ITALIA
Aula bunker di Rebibbia
Capaci bis, il pentito Di Matteo: "Nessuna entità esterna nella fase esecutiva"
Il collaboratore di giustizia Santino Di Matteo ha negato l'esistenza di soggetti estranei a Cosa nostra nelle fasi preparatorie ed esecutive della strage di Capaci. Il pentito ha anche raccontato che alcuni capimafia si mostrarono preoccupati per le possibili reazioni dello Stato al progetto di Riina
Al processo, svolto davanti alla corte d'assise di Caltanissetta, sono imputati i boss Salvino Madonia, Renzino Tinnirello, Cosimo Lo Nigro, Giorgio Pizzo, Vittorio Tutino.

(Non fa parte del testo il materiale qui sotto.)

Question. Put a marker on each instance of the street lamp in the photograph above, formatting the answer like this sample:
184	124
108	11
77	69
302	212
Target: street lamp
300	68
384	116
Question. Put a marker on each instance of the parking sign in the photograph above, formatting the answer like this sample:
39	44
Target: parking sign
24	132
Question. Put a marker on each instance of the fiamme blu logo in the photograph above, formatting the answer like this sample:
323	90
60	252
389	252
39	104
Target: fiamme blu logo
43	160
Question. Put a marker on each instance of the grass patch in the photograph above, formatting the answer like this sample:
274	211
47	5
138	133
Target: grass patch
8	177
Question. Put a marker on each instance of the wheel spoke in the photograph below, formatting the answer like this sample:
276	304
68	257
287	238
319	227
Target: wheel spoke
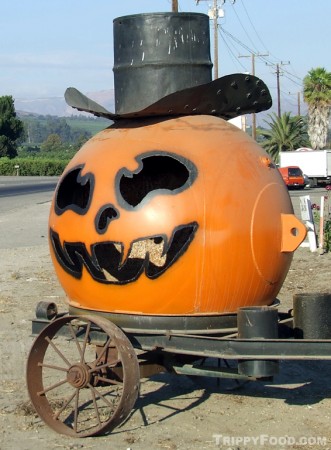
103	351
101	396
87	333
61	355
104	366
53	386
95	406
76	410
76	341
64	406
110	381
82	389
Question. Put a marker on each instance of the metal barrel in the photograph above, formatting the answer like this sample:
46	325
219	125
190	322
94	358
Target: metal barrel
312	315
258	323
158	54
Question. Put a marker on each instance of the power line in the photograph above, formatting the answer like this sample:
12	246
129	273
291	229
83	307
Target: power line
252	56
250	21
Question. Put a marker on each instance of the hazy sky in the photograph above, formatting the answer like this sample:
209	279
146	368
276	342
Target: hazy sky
48	45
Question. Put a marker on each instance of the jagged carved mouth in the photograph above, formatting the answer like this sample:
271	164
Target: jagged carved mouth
152	255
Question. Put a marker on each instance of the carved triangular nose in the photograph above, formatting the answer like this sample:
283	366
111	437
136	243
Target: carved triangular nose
105	215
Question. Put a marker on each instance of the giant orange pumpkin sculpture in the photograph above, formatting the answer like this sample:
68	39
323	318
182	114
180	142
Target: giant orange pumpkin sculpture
181	214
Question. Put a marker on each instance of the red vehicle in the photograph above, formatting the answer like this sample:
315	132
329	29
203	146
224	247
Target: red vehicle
293	177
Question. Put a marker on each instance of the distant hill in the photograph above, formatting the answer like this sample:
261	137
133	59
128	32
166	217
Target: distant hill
56	106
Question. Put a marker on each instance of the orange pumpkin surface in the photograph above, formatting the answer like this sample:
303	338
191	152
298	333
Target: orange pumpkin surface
183	216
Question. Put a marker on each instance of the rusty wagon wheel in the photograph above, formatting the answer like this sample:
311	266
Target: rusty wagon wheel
82	375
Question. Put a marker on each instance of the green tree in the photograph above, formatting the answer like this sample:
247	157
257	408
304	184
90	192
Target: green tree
283	133
317	95
52	144
11	128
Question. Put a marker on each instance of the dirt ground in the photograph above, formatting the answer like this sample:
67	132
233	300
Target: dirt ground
173	412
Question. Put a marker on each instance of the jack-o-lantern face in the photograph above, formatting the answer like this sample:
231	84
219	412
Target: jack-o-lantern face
158	173
185	216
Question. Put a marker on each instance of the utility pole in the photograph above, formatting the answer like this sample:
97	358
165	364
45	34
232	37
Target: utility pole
252	56
298	101
282	63
214	13
215	17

Santino Di Matteo ha pagato cara la scelta di raccontare i segreti di Cosa nostra: l'ex boss Giovanni Brusca ordinò il sequestro del figlio, il piccolo Giuseppe che venne poi strangolato e sciolto nell'acido dopo due anni di prigionia.
Il collaboratore ha raccontato di avere saputo solo in un secondo momento che l'esplosivo, fattogli avere da Brusca, sarebbe stato usato per uccidere Falcone. Di Matteo ha anche ricordato di avere portato il tritolo a Capaci, sul luogo dell'attentato, per provare i tempi dell'esplosione rispetto al passaggio delle auto sull'autostrada.
A far conoscere Bellini - secondo i pm, protagonista di una trattativa parallela a quella portata avanti da pezzi dello Stato con i clan - sarebbe stato Nino Gioè, boss stragista poi morto suicida. Di Matteo ha confermato che Bellini si era offerto di adoperarsi per ottenere attenuazioni del 41 bis per alcuni boss. In cambio, la mafia avrebbe dovuto far ritrovare alcune opere d'arte rubate. Il collaboratore ha anche rivelato che non tutta Cosa nostra sosteneva il progetto stragista di Riina e che alcuni capimafia si mostrarono preoccupati per le possibili reazioni dello Stato.